Nancy Walsh in Cincinnati

Not having been to Cincinnati and knowing little about it (other than Mark Twain's quip that he hoped to be there when the world ended as it's always twenty years behind everywhere else), I was a little worried that I'd miss the significance of the title of this gripping play. But I need not have been concerned. Writer Don Nigro and performer Nancy Walsh make it very clear.

The play takes the form of a lecture that Susan, a University Lecturer in her late thirties, is giving to her students. But from the outset, something is wrong. Susan is far from calm, she bursts into the lecture theatre in a state of high agitation. She tries (and fails) to light a cigarette and far from teaching, she begins to take us (her students) through her tortured life via a lecture about whether other people exist.

The source of Susan's decline into madness is the death of her daughter in a house-fire which triggers unresolved guilt. Her family life shattered, she moves away from Cincinnati in an effort to rebuild her life. But she cannot escape her nightmares, which include a dream that someone is trying to kill her. She meets a man with "kind sad eyes" in a playground who gives her the reassurance she needs that Cincinnati is still there and hasn't gone away. She draws some comfort from this until she later imagines him conspiring to "dismantle Cincinnati" with her boss and colleague in the University. This leads to her final break-down.

Walsh's performance as a woman about to descend into a state of madness is excellent. The nervous shake, the trembling voice, the rambling sentences all feel horribly real. She draws us into her anguished world and when she dissolves into tears at the end it feels less like a performance and more like we have just eavesdropped on a very private pain. As well as emotionally communicative, she is technically very assured with a powerful voice and a masterful control of pause. She speaks at break-neck speed to get across the idea of a mind in turmoil (so much so that it took a while to adjust to this at the beginning of the piece).
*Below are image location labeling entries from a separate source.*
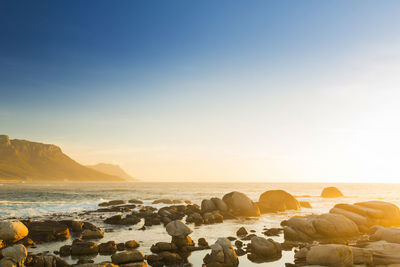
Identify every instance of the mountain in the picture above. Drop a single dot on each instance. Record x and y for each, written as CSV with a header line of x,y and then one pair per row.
x,y
23,160
111,170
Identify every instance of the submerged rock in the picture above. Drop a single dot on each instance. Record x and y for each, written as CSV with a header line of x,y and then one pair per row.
x,y
370,213
277,200
80,247
264,249
13,255
325,227
391,235
11,232
108,248
305,204
241,232
127,257
112,203
222,254
240,204
47,231
207,205
220,204
92,234
330,255
331,192
131,244
178,229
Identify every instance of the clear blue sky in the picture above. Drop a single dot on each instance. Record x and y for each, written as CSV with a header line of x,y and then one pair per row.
x,y
175,90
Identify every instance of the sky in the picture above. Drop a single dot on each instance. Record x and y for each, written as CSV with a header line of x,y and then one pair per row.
x,y
266,91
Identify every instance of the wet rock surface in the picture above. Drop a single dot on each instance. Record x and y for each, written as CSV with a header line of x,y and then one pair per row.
x,y
276,201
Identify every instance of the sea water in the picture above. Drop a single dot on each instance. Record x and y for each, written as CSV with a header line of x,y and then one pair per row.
x,y
55,200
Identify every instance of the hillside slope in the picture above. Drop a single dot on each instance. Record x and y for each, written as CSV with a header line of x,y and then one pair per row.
x,y
30,161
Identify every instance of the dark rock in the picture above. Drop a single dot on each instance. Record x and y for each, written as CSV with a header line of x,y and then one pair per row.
x,y
202,242
135,201
273,232
120,246
80,247
108,248
47,231
112,203
131,244
65,251
220,204
92,234
264,249
163,246
195,218
248,237
241,232
238,244
127,257
305,204
240,252
181,242
74,226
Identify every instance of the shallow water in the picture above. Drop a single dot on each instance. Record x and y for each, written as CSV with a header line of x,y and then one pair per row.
x,y
34,200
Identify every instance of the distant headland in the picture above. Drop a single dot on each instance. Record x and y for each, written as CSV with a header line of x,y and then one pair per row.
x,y
22,160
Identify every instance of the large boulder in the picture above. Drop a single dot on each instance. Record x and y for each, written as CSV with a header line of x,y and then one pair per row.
x,y
127,257
383,253
15,254
277,200
222,254
220,204
12,232
47,231
324,227
331,192
370,213
240,204
92,234
264,249
207,205
47,260
330,255
178,229
81,248
391,235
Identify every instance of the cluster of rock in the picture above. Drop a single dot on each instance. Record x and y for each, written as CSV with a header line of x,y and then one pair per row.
x,y
343,222
332,228
276,201
222,254
177,251
379,253
367,214
12,232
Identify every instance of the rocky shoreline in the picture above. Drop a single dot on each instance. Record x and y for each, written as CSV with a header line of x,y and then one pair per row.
x,y
359,234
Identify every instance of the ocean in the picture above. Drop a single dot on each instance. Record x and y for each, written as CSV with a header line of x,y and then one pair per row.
x,y
55,200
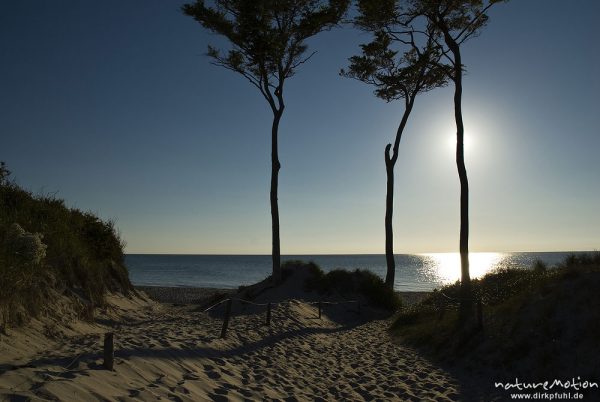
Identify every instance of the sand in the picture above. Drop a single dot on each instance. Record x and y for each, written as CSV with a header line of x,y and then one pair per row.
x,y
174,352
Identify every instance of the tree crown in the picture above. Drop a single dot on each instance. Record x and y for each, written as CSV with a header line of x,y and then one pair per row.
x,y
395,75
267,36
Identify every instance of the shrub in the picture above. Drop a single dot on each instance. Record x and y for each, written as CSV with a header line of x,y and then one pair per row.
x,y
44,244
349,283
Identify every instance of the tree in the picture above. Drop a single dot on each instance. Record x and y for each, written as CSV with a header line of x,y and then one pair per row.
x,y
454,22
267,40
395,76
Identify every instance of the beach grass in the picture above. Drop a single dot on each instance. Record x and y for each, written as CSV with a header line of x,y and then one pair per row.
x,y
47,248
533,320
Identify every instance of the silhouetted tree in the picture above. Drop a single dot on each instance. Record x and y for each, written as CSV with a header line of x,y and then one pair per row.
x,y
395,76
267,40
454,22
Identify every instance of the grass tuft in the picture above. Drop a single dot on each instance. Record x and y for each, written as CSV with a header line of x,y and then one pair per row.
x,y
348,283
46,246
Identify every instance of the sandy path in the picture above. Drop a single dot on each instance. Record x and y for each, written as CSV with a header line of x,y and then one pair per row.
x,y
174,353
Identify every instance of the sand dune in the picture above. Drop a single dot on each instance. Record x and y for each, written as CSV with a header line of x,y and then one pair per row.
x,y
175,353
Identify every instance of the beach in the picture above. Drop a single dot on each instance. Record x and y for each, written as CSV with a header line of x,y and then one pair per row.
x,y
174,351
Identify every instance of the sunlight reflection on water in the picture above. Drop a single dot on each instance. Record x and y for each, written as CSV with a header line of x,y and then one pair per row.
x,y
445,267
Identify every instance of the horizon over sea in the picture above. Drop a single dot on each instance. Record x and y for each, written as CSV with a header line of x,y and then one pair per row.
x,y
414,272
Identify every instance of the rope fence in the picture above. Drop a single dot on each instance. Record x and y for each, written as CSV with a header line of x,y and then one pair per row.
x,y
108,342
269,306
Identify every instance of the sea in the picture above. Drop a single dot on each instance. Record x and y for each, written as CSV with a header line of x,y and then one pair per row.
x,y
414,272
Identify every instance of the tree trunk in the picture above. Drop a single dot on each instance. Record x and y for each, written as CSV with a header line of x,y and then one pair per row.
x,y
390,162
275,166
466,303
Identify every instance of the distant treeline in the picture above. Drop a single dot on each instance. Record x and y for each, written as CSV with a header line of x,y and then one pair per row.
x,y
48,249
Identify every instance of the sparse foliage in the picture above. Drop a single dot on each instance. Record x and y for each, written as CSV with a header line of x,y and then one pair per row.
x,y
450,23
400,63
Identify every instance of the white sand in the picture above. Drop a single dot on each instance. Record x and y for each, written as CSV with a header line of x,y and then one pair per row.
x,y
175,353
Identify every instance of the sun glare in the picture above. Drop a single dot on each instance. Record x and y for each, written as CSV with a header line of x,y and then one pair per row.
x,y
446,266
468,141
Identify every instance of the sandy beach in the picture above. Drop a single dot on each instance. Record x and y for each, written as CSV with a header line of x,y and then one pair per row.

But the writing is not unrelieved gloom. There are lighter moments too such as when she parodies her boss, a woman who clearly doesn't know how to handle the situation but is determined to be cheerfully sympathetic. She compares Susan's tragedy to a house-fire she'd heard of where a dog was killed - indicating Susan's pain much have been "so much worse"! We get the impression that Susan's retreat into her own little world must be in some ways a release from these inappropriate platitudes.

The play deservedly won a Scotsman Fringe First Award when it was performed at the Edinburgh Festival in 2002.

Cincinnati is preceded by the short monologue: The Broccoli Incident written and performed by John Clancy and is a lighter prelude to the main dish. It concerns a moment when he comes face to face with the green vegetable he loathes and is forced to try some by his wife. This becomes an "incident" when he realises that the broccoli is quite palatable. He begins to question who he is and what he stands for. With his hatred of broccoli gone - what is left? He becomes, he feels, a more malleable person and this impacts (for the better) on his career. But the question remains, is this just a vegetable or a mid-life crisis?

Clancy and Walsh are the husband and wife team behind Clancy Productions, the international theatrical touring company based in New York. They won a Fringe First in 2000 for Americana Absurdum, a satire on the American Dream.